Braised Rabbit, State Violence and Deprivation

This is a comment I left on an Irish Times article -no link, usual story- about the responsibility of poor people for eating unhealthy food. It suggested that it ought to be possible to provide healthy nutritious food to children even if you are impoverished, on account of the fact that the author knew one poor family in particular who, years ago, displayed great inventiveness in putting food on the table, including 'wild puffball mushrooms or braised rabbit'. I am not making this up.

In the author's attempt at myth-busting so as to épater les bourgeois, she has installed a myth of her own.

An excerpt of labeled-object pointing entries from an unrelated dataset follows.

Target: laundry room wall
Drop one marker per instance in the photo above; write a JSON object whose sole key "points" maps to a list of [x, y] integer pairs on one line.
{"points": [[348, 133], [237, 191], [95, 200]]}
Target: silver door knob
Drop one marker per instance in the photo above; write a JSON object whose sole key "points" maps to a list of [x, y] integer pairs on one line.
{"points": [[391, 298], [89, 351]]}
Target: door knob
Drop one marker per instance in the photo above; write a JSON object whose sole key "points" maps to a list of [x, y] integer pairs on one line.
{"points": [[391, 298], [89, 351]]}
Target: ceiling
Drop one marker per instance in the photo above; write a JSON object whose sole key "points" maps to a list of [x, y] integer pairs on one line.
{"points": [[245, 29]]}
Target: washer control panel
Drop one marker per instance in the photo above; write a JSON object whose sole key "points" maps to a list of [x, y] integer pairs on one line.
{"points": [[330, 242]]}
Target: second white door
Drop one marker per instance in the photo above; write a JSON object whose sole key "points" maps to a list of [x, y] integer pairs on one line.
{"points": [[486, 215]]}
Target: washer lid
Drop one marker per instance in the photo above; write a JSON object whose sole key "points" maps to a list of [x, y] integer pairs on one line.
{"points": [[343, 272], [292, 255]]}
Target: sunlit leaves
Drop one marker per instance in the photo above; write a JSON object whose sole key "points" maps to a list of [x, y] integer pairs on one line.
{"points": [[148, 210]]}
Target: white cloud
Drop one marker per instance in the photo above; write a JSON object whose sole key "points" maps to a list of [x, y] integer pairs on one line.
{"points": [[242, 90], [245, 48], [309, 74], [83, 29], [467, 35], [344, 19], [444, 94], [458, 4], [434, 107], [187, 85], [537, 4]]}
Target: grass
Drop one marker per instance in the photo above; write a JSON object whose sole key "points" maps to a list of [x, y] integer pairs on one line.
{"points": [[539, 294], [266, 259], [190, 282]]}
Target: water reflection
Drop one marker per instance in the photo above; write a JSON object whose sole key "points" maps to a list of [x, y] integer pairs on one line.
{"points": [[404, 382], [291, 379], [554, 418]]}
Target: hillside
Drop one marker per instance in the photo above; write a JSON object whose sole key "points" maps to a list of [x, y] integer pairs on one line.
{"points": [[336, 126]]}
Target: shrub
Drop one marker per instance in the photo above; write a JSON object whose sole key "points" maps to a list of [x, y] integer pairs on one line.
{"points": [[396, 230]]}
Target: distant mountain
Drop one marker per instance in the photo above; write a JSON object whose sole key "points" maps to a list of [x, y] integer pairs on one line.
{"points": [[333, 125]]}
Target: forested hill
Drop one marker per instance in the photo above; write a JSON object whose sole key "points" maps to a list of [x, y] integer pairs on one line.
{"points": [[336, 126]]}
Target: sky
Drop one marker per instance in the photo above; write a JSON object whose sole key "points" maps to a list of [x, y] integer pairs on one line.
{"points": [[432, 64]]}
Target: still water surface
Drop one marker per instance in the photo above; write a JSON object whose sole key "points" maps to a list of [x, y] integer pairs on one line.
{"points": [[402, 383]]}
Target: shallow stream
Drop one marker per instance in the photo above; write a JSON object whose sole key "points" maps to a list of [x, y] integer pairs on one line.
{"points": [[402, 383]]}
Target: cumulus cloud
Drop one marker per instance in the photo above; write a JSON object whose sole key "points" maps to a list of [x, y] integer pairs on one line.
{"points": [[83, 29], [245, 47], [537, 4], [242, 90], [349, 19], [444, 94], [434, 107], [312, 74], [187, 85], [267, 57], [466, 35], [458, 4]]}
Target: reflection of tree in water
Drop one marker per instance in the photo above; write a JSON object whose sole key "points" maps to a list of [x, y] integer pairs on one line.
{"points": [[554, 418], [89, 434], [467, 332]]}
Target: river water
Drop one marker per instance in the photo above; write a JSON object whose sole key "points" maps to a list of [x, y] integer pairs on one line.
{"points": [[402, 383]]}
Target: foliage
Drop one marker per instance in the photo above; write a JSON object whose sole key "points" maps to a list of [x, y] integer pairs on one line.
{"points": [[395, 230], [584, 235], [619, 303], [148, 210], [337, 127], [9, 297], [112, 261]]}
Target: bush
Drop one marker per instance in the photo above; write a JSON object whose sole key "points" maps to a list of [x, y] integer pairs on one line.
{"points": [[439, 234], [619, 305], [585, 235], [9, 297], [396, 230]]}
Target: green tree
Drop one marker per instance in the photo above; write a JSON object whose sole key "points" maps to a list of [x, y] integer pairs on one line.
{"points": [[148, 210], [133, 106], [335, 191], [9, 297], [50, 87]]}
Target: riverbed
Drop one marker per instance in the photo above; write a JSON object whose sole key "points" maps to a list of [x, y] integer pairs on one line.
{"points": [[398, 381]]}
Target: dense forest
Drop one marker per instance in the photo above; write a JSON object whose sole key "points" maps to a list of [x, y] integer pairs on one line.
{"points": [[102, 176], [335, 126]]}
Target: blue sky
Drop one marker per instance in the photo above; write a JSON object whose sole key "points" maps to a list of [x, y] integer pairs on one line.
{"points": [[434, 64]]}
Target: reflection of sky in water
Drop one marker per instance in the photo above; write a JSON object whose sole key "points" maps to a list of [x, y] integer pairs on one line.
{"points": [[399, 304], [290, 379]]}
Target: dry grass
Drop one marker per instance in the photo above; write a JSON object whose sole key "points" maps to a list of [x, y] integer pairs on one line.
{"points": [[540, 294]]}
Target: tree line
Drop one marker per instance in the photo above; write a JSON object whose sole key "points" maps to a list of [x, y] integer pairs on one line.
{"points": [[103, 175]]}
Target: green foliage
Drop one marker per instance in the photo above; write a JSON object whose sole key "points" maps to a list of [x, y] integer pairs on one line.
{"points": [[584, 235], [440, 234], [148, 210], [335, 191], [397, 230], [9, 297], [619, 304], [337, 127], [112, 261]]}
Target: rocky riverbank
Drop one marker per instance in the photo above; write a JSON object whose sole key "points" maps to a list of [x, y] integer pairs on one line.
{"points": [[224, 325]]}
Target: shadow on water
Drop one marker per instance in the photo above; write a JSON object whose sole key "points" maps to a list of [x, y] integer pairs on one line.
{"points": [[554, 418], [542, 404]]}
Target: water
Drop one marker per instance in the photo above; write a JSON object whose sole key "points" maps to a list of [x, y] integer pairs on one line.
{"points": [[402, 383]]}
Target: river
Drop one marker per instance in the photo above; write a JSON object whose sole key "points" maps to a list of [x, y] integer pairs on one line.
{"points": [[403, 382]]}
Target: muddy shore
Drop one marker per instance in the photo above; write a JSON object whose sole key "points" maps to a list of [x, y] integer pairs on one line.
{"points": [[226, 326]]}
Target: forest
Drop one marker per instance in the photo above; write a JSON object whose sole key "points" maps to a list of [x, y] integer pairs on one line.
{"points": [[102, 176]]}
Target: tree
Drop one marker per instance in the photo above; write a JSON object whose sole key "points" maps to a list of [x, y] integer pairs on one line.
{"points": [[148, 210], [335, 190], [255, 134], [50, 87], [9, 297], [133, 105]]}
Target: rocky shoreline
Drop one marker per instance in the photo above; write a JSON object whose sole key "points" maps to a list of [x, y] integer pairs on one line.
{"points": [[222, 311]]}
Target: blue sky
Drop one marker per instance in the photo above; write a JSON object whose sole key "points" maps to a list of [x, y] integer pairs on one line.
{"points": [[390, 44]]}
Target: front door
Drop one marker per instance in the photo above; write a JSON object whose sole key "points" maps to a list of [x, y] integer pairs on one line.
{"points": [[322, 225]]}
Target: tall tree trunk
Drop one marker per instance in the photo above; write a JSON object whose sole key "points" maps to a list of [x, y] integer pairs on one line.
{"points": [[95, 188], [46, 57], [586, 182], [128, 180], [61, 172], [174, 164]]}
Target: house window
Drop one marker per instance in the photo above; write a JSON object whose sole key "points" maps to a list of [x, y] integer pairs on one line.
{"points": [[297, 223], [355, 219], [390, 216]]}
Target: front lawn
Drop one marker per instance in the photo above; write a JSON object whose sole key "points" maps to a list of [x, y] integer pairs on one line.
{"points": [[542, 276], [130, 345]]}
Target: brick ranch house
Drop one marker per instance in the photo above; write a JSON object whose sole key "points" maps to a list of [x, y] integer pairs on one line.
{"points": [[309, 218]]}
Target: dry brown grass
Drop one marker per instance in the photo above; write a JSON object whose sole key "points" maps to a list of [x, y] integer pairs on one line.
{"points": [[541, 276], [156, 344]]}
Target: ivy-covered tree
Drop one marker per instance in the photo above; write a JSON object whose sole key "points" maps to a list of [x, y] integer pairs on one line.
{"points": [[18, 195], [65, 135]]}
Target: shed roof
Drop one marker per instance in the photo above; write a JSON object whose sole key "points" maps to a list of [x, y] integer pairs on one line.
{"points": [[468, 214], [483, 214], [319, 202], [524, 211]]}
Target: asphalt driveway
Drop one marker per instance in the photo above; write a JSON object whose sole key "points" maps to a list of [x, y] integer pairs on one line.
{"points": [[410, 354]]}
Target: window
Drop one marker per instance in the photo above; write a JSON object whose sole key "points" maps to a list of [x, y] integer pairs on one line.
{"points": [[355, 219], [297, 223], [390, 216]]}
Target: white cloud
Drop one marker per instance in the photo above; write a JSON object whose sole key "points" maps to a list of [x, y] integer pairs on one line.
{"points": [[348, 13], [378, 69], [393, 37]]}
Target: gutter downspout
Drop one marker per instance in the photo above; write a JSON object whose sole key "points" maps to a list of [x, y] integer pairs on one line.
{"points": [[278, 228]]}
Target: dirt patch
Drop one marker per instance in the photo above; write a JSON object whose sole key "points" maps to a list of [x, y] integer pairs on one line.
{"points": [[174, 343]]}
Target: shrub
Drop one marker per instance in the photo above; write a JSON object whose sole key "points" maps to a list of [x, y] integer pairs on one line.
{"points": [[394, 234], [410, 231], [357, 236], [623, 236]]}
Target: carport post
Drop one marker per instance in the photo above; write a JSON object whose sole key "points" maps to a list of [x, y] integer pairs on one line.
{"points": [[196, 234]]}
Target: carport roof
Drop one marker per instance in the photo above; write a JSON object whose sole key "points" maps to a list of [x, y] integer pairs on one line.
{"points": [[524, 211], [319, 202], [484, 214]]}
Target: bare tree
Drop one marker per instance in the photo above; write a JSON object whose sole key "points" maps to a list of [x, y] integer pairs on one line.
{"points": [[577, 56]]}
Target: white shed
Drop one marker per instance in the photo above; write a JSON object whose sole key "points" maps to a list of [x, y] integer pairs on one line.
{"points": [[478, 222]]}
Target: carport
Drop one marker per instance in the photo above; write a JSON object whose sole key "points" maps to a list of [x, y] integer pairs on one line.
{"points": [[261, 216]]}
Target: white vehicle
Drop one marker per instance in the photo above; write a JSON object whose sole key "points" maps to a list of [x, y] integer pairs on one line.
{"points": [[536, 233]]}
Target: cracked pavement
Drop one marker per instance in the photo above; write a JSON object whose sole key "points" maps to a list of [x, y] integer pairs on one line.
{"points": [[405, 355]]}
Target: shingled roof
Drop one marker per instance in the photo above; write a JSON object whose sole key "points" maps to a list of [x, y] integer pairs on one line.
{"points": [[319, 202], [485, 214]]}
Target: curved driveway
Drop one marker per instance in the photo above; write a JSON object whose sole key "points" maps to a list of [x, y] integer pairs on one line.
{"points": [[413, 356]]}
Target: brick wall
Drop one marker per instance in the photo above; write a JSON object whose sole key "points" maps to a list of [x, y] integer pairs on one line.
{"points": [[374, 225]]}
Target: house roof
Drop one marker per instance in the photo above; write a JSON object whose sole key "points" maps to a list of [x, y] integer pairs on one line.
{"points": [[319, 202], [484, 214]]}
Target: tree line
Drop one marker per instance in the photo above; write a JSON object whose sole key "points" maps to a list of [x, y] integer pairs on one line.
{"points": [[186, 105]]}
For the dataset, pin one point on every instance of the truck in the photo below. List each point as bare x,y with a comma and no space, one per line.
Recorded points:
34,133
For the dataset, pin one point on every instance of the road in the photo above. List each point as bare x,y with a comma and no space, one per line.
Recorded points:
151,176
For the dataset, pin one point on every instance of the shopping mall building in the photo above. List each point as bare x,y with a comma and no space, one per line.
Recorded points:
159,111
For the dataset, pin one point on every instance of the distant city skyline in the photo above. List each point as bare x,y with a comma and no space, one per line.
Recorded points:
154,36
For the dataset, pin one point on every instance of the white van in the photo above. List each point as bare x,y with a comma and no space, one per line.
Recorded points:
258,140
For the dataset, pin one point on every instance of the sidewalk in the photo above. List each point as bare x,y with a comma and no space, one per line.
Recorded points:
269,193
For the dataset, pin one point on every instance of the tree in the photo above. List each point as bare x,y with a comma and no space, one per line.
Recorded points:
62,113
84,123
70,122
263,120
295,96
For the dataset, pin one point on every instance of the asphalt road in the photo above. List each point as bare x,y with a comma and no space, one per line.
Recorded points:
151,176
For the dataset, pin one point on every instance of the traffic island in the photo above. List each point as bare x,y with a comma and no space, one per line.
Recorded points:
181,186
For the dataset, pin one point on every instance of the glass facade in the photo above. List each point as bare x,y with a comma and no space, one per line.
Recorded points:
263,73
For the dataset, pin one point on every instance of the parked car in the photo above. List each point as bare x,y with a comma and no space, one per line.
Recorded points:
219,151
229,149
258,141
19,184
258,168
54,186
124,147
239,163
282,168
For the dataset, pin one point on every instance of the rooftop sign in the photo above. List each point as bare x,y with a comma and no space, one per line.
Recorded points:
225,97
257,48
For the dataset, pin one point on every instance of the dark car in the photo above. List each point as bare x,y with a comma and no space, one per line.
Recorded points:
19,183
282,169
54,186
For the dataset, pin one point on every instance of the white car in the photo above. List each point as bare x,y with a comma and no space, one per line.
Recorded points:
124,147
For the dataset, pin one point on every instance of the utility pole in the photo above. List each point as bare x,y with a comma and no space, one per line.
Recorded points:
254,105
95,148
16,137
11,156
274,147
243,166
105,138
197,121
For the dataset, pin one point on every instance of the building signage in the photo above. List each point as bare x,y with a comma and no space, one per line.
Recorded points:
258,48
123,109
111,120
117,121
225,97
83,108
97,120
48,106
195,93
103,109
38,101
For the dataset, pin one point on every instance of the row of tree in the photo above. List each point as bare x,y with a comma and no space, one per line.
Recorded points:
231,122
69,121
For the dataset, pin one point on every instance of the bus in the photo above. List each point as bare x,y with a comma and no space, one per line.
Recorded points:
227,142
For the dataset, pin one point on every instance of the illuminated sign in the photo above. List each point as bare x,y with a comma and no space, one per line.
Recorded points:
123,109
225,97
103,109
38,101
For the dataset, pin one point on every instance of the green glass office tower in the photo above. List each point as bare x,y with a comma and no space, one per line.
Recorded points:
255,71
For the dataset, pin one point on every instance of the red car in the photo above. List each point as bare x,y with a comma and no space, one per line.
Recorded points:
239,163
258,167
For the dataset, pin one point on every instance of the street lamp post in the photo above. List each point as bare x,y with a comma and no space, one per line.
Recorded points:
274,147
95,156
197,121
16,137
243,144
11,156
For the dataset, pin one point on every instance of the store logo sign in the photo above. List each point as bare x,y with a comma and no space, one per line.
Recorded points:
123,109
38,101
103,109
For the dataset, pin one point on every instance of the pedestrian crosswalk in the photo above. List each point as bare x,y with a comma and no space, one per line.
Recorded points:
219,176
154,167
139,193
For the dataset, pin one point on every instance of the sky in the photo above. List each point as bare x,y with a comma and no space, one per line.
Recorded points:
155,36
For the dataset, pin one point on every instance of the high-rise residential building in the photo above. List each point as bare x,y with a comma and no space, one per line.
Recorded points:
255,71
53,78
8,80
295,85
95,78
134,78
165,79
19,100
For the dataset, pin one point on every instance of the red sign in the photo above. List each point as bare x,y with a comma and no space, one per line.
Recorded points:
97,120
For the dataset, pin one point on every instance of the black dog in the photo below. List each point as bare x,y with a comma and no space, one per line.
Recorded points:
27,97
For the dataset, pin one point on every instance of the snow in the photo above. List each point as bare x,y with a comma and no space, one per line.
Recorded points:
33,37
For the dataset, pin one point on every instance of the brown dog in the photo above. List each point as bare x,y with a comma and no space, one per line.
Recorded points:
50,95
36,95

The myth is that 'no-one is forcing less-well off people to buy and eat this guff'.

This is only true in so far as there is no-one standing in the supermarket or convenience store threatening physical violence if they do not buy cheap frozen burgers.

However, what would happen if a parent chose -through the autonomy and agency that this author wishes to attribute to them- to lift an organic chicken and walk out of Tesco's whilst throwing the cashier the couple of euro she had in her pocket that she might otherwise spend on cheap food? She would be arrested, and possibly even jailed. Therefore the threat of State violence places limits on people's food choices, and what they feed to their children. The 'therapeutic, protective intervention from the state' the author decries would all be in the service of Tesco.

In the 'Society of the Great Middle-Class Newspaper', such limits are seen as entirely natural and organic. If you can't feed your children properly, it's your own responsibility.

But official figures recently released show that more than a quarter of people in this State are experiencing enforced deprivation. Enforced: that means they are literally forced into it. But let's forget about what that means, about how the choices of the powerful are serving to enforce that deprivation -through cuts in wages and welfare payments, through privileging the health of the financial sector over the health of the public- and let's pretend that being poor is all part of the natural order.